Wondering, for a big PR like this, is there a way or does make sense to be able to deploy this as a feature branch to it's own testing env so that people reviewing can easily play with it on some specific dev env.

Not sure how feasible or not that would be in current infra and DevOps side of things but was just wondering if could be useful if was possible.

andrewm4894 avatar Apr 22 '23 09:04 andrewm4894

Not sure how feasible or not that would be in current infra and DevOps side of things but was just wondering if could be useful if was possible.

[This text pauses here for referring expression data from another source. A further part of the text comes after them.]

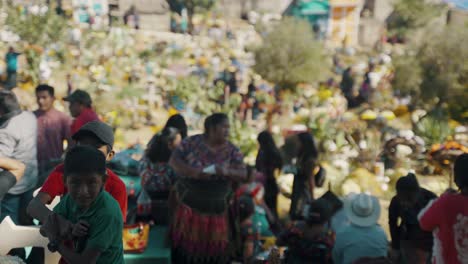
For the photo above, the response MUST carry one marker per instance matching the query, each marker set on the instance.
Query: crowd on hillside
(218, 209)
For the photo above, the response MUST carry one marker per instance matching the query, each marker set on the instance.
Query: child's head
(460, 171)
(319, 212)
(98, 135)
(407, 188)
(84, 174)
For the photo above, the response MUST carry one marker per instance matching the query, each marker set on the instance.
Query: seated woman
(157, 177)
(263, 218)
(248, 234)
(310, 241)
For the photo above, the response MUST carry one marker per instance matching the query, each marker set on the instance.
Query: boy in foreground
(95, 134)
(96, 230)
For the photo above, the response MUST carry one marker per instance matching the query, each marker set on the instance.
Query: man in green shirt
(96, 230)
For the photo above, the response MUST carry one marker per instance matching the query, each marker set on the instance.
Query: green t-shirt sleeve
(62, 207)
(100, 234)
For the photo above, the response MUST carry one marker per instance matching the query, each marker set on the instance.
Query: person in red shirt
(447, 218)
(81, 109)
(96, 134)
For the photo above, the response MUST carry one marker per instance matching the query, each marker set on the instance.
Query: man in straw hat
(363, 237)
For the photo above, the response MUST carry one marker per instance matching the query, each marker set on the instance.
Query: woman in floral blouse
(207, 165)
(157, 176)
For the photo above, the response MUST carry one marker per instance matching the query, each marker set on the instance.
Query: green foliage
(445, 68)
(200, 98)
(38, 30)
(409, 15)
(434, 127)
(289, 55)
(407, 78)
(438, 74)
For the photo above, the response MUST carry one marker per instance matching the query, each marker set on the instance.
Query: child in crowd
(248, 234)
(447, 218)
(100, 136)
(96, 219)
(310, 241)
(263, 218)
(409, 243)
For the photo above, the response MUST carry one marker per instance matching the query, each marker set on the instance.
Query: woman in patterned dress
(157, 177)
(200, 231)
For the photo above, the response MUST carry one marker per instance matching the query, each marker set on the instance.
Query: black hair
(460, 171)
(45, 88)
(246, 207)
(158, 150)
(308, 150)
(319, 212)
(88, 134)
(250, 173)
(214, 120)
(178, 121)
(407, 184)
(271, 151)
(84, 160)
(8, 102)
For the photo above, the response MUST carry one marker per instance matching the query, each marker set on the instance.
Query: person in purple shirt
(53, 129)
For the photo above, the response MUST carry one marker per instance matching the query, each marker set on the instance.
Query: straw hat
(362, 209)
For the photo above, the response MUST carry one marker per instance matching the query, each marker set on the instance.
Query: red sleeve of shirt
(429, 217)
(53, 185)
(116, 188)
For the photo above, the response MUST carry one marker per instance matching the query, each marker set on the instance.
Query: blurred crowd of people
(218, 209)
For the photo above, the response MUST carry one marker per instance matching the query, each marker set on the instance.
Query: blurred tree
(409, 15)
(38, 30)
(437, 75)
(289, 55)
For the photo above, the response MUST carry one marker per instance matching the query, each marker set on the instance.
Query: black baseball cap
(77, 156)
(101, 130)
(79, 96)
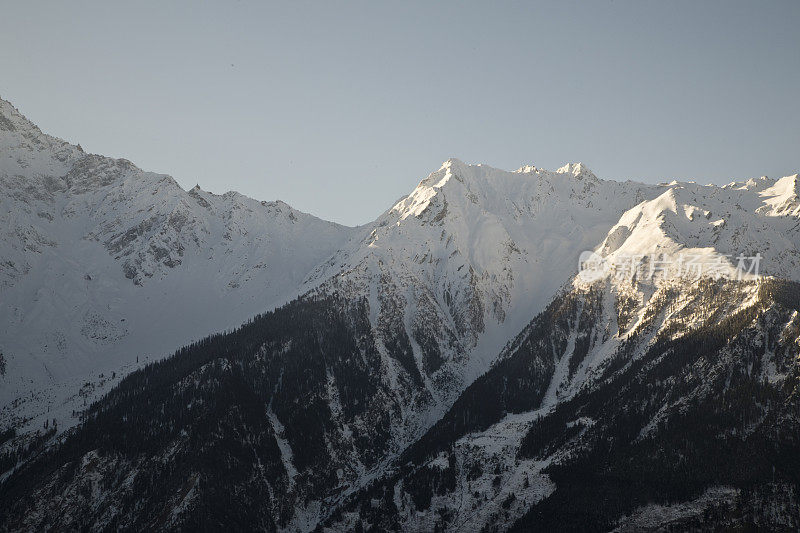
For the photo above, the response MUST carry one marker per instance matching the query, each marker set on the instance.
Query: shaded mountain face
(441, 367)
(613, 410)
(104, 265)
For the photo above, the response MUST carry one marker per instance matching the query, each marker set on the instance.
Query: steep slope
(104, 265)
(617, 409)
(458, 267)
(397, 391)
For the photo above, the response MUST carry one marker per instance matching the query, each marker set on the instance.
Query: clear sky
(339, 108)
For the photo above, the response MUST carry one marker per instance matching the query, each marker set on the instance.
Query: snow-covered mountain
(446, 366)
(105, 265)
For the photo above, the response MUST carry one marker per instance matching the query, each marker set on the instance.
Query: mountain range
(182, 360)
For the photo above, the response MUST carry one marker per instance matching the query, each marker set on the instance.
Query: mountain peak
(579, 170)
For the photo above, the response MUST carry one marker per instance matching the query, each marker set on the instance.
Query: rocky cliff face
(104, 264)
(446, 366)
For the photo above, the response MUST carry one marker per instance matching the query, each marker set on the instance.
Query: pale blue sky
(339, 108)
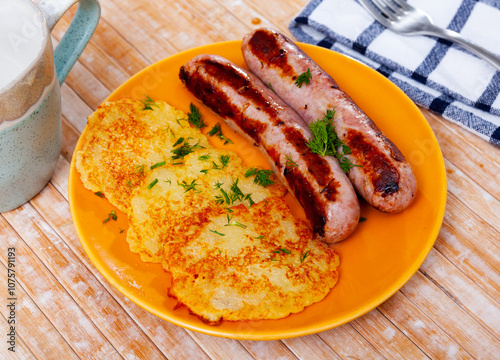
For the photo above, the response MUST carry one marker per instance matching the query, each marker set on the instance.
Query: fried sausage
(249, 107)
(384, 178)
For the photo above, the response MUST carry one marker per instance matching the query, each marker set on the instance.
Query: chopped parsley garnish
(139, 168)
(148, 103)
(216, 131)
(262, 177)
(289, 162)
(270, 86)
(194, 117)
(326, 142)
(204, 157)
(282, 251)
(224, 160)
(234, 223)
(235, 194)
(111, 216)
(153, 183)
(191, 186)
(158, 165)
(305, 77)
(184, 149)
(303, 256)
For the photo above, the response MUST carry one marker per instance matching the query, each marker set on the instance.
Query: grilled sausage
(250, 108)
(384, 179)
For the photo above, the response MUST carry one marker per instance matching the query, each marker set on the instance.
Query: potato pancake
(250, 264)
(125, 138)
(222, 230)
(183, 197)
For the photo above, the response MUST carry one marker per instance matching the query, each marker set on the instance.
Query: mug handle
(78, 33)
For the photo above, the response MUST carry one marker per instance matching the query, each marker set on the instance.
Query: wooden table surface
(450, 309)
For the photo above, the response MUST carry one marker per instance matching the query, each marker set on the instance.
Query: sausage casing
(248, 106)
(383, 178)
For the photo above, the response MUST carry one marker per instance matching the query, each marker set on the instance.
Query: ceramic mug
(30, 101)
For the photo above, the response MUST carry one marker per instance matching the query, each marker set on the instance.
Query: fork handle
(447, 34)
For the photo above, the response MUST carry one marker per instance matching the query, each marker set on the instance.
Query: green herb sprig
(111, 216)
(325, 141)
(305, 77)
(217, 131)
(262, 177)
(148, 103)
(184, 149)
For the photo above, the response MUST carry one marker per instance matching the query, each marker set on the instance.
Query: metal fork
(402, 18)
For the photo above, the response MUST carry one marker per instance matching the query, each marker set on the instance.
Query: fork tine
(385, 8)
(403, 4)
(374, 12)
(396, 8)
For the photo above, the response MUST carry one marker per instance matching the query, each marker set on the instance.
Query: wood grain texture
(450, 309)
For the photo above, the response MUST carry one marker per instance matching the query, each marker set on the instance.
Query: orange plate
(376, 261)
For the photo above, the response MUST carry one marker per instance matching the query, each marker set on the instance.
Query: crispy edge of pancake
(201, 283)
(148, 216)
(121, 128)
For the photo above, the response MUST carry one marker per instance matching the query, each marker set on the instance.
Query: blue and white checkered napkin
(434, 73)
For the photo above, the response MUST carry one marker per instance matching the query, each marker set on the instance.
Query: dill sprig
(157, 165)
(262, 177)
(234, 194)
(148, 103)
(111, 216)
(217, 131)
(303, 256)
(305, 77)
(153, 183)
(184, 149)
(187, 187)
(325, 141)
(289, 162)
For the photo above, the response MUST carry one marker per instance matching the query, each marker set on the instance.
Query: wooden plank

good idea, but gonna be pretty hard currently :D I think we'll go the route of just getting it onto dev/staging and then if things don't work out, fix or revert

yk avatar Apr 23 '23 17:04 yk

I think last commit deleted website/package-lock.json when it should delete package-lock.json in repo root

olliestanley avatar Apr 30 '23 19:04 olliestanley

Hmm, seems like the merge of main into PR branch has caused some mess in the PR history

olliestanley avatar May 01 '23 20:05 olliestanley

I reverted it, will try rebase, to fix conflicts

draganjovanovich avatar May 01 '23 20:05 draganjovanovich

:x: pre-commit failed. Please run pre-commit run --all-files locally and commit the changes. Find more information in the repository's CONTRIBUTING.md

github-actions[bot] avatar May 01 '23 22:05 github-actions[bot]